I'm not disputing what you've written because it's empirically true. But really, I don't think brains are all that more complex when it comes down to decision making and output. We receive input, evaluate our knowledge and spit out a probable response. Our tokens aren't words, of course, but more abstract concepts which could translate into words. (This has advantages in that we can output in various ways, some non-verbal - movement, music - or combine movement and speech, e.g. writing).

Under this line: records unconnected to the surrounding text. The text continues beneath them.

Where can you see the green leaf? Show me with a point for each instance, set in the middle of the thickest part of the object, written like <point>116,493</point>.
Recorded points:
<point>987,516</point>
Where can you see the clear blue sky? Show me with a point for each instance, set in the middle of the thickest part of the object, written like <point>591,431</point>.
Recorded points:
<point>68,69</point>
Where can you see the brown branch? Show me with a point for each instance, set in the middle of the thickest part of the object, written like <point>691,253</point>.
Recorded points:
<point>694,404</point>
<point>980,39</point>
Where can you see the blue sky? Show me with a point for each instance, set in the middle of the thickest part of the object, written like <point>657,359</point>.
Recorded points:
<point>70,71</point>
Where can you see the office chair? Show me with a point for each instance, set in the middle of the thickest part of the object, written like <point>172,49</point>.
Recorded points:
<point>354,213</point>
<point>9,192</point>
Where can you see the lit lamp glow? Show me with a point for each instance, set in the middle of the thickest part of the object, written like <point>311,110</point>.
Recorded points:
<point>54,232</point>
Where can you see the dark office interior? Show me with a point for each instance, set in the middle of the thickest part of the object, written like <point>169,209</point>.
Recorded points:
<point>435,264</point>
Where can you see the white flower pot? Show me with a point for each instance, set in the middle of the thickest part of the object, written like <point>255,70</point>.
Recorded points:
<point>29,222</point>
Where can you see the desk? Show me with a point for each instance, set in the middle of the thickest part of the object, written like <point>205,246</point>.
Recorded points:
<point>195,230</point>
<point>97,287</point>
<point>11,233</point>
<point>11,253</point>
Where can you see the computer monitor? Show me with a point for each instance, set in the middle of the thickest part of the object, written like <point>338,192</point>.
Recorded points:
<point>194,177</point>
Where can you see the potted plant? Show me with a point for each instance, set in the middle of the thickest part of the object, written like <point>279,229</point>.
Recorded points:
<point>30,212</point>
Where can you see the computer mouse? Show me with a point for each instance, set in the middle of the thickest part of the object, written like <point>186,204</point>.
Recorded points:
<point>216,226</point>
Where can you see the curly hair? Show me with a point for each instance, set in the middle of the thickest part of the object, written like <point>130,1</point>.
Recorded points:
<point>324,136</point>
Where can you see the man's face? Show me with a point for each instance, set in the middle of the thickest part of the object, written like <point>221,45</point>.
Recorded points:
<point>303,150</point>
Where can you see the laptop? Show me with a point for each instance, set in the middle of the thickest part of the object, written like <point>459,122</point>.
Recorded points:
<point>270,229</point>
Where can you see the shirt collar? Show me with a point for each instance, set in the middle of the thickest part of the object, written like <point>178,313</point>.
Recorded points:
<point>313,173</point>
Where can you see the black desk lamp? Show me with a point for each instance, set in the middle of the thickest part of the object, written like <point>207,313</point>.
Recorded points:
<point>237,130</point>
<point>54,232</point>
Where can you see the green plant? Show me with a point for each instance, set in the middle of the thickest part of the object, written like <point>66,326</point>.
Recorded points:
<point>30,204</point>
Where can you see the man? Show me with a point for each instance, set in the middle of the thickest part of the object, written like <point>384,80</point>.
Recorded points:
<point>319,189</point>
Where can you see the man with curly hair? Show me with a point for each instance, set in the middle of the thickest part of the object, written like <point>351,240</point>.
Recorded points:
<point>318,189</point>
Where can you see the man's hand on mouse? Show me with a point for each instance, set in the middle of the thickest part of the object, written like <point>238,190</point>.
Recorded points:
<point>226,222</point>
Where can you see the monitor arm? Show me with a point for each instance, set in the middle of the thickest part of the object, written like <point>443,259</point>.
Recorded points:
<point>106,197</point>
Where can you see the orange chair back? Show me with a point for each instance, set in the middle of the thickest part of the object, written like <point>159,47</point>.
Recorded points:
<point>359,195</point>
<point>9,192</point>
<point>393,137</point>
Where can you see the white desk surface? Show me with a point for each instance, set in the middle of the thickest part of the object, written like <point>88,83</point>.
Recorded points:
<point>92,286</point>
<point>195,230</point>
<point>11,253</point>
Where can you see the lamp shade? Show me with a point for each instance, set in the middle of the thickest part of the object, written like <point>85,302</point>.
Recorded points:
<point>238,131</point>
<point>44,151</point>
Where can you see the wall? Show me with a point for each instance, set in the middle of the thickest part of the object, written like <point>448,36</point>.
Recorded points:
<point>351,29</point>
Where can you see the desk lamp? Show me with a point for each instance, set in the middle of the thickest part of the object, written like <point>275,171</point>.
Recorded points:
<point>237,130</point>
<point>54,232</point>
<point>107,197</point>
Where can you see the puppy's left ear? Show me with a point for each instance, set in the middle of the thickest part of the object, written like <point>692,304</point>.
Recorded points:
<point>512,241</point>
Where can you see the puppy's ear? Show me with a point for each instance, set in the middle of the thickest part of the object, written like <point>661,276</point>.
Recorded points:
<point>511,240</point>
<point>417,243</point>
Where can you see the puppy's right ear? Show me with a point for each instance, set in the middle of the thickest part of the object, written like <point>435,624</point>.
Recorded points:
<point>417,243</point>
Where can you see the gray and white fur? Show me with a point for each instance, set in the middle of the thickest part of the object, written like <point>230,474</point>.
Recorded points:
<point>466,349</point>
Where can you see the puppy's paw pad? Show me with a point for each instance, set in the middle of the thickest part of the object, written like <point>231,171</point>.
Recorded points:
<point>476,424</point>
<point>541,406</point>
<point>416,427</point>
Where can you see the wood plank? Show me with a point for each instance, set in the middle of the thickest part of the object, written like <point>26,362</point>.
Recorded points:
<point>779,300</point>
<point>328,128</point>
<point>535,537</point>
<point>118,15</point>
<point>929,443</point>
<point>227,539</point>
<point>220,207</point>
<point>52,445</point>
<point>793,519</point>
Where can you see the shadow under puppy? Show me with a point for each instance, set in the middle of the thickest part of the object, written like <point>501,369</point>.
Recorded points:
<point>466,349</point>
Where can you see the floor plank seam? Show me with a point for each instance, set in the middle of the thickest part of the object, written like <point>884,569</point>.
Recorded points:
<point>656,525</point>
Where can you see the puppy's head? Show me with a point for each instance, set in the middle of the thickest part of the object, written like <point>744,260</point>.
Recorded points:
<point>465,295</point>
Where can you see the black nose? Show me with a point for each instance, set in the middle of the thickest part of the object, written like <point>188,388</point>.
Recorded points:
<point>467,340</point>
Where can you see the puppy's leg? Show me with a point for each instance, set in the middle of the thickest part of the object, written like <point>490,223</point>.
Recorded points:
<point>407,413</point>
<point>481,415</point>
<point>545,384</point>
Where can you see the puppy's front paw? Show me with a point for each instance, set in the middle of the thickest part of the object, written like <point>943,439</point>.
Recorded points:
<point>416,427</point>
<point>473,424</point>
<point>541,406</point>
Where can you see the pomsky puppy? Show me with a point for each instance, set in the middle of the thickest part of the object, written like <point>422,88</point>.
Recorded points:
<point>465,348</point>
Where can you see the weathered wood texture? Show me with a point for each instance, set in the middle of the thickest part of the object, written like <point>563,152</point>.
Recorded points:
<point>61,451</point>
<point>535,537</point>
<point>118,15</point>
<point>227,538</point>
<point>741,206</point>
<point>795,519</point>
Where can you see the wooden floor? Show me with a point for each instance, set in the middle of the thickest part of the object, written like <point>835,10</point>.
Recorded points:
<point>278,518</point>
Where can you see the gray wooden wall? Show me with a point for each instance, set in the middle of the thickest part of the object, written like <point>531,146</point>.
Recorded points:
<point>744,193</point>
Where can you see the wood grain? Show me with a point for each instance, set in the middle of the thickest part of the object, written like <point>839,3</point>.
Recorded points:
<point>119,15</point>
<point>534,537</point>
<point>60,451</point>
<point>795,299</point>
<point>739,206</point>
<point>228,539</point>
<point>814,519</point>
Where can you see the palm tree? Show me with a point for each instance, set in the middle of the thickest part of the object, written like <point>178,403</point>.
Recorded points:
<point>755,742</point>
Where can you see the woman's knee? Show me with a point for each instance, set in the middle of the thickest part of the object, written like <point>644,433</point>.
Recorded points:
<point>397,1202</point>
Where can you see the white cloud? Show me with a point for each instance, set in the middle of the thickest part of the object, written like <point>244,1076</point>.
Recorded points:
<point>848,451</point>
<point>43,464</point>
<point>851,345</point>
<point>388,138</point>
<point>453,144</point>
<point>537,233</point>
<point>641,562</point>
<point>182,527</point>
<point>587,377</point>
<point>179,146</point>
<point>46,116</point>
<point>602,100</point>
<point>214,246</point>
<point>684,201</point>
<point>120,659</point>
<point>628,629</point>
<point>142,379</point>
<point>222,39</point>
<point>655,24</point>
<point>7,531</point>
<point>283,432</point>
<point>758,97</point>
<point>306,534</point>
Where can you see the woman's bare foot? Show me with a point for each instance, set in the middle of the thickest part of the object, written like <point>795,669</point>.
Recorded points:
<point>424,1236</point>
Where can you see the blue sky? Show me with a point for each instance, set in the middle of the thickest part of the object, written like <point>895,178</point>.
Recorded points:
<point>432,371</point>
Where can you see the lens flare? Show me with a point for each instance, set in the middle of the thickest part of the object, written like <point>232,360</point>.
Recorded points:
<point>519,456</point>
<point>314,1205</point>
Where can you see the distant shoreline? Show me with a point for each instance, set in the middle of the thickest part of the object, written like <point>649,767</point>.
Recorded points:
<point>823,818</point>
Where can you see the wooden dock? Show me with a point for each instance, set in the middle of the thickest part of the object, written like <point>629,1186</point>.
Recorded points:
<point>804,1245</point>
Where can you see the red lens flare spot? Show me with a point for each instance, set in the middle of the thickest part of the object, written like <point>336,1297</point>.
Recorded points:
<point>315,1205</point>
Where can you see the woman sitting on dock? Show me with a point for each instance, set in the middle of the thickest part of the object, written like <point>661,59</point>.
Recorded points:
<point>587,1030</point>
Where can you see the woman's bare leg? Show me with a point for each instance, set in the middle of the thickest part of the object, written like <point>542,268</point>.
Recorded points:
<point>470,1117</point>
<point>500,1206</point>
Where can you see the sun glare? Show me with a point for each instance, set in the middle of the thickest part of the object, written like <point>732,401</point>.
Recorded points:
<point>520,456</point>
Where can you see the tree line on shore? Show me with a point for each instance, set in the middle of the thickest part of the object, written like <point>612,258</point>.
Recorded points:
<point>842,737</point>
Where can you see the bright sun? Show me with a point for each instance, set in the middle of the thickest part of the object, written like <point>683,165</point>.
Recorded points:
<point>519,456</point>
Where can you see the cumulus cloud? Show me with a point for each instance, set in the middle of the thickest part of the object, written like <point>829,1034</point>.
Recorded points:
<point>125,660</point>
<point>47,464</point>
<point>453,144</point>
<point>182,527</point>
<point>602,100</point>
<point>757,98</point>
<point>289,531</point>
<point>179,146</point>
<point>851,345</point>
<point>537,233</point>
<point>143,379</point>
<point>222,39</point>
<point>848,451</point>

Our two major advantages: 1) we're essentially ongoing and evolving models, retrained constantly on new input and evaluation of that input. LLMs can't learn past a single conversation, and that conversational knowledge isn't integrated into the base model. And 2) ongoing sensory input means we are constantly taking in information and able to think and respond and reevaluate constantly.
If we get an LLM (or whatever successor tech) to that same point and address those two points, I do think we could see some semblance of consciousness emerge. And people will constantly say "but it's just metal and electricity", and yeah, it is. We're just meat and electricity and somehow it works for us. We'll never be able to prove any AI is conscious because we can't actually prove we're conscious, or even know what that really means.
This isn't to disparage any of your excellent points by the way. I just think we overestimate our own brains a bit, and that it may be possible to simulate consciousness in a much simpler and more refined way than our own organically evolved brains, and that we may be closer than we realize.